In sostanza il Comune ha chiesto di avere una «visione preventiva» di tutti gli spostamenti dei dirigenti...
«Ma questa cosa è impensabile, anche dal punto di vista legale, oltre che del buonsenso. La politica non dovrebbe intromettersi in una società, anche se è una sua partecipata, ma solo fornire le linee di indirizzo».

È vero che lo scontro è nato dopo la rimozione di un manager iscritto al M5S, che era a capo della ferrovia Roma-Viterbo?
«Non voglio fare nomi. C'è una lettera dell'assessore che parla chiaro e anche una telefonata intercorsa tra me e lei. Ma i problemi con il Comune sono stati anche altri, questo è stato l'ultimo, la goccia che ha fatto traboccare il vaso. Pensi anche ai fondi per la metropolitana, che non sono mai arrivati sul nostro conto corrente. I lavori dovevano partire a giugno, poi entro Ferragosto».
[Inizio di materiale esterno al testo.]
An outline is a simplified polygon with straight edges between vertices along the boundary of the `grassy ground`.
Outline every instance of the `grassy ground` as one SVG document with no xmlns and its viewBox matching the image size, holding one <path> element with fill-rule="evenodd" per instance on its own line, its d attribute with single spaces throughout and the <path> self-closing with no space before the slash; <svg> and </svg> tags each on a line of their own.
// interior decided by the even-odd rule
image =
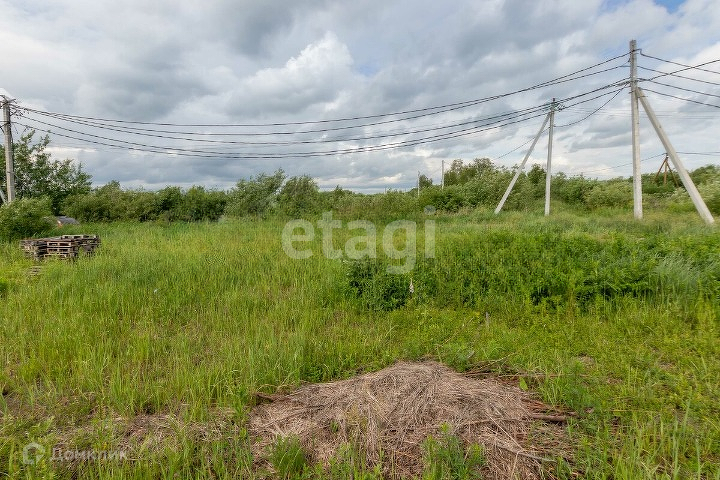
<svg viewBox="0 0 720 480">
<path fill-rule="evenodd" d="M 418 217 L 417 291 L 390 311 L 356 297 L 319 234 L 309 259 L 285 255 L 277 219 L 85 225 L 98 254 L 37 276 L 2 245 L 0 474 L 262 475 L 254 392 L 431 357 L 519 374 L 577 412 L 558 477 L 720 479 L 720 231 L 647 217 L 433 217 L 432 263 Z"/>
</svg>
Su questo punto si è scontrato con il titolare del Bilancio, Minenna, che alla fine si è dimesso prima di lei...
«Il bonifico dei fondi ancora non ci è arrivato. Poi la delibera è stata poco chiara. C'era il rischio di aumentare il debito di Atac (che già ammonta a 1,3 miliardi ndr), perché il Comune si è riservato la possibilità di riavere i fondi indietro dall'azienda. Minenna ha detto che lui non ce li avrebbe mai chiesti, io gli ho fatto notare che gli assessori possono cambiare. Forse gli ho portato male...».

Proprio il debito di Atac è uno dei grandi gap per il rilancio dell'azienda...
«Abbiamo iniziato a ridurlo, e certo le cose sarebbero migliorate vendendo immobili per 90 milioni, come prevedeva il piano industriale. Ma la giunta era contraria. E intanto i debiti con i fornitori rendono difficile acquistare i ricambi, lasciando i bus nello stato che tutti conosciamo...».

Cosa resta dentro Atac, al capolinea del suo viaggio da diggì?
«C'è un grande lavoro di pulizia che deve essere portato a termine. Spero che qualcuno lo faccia».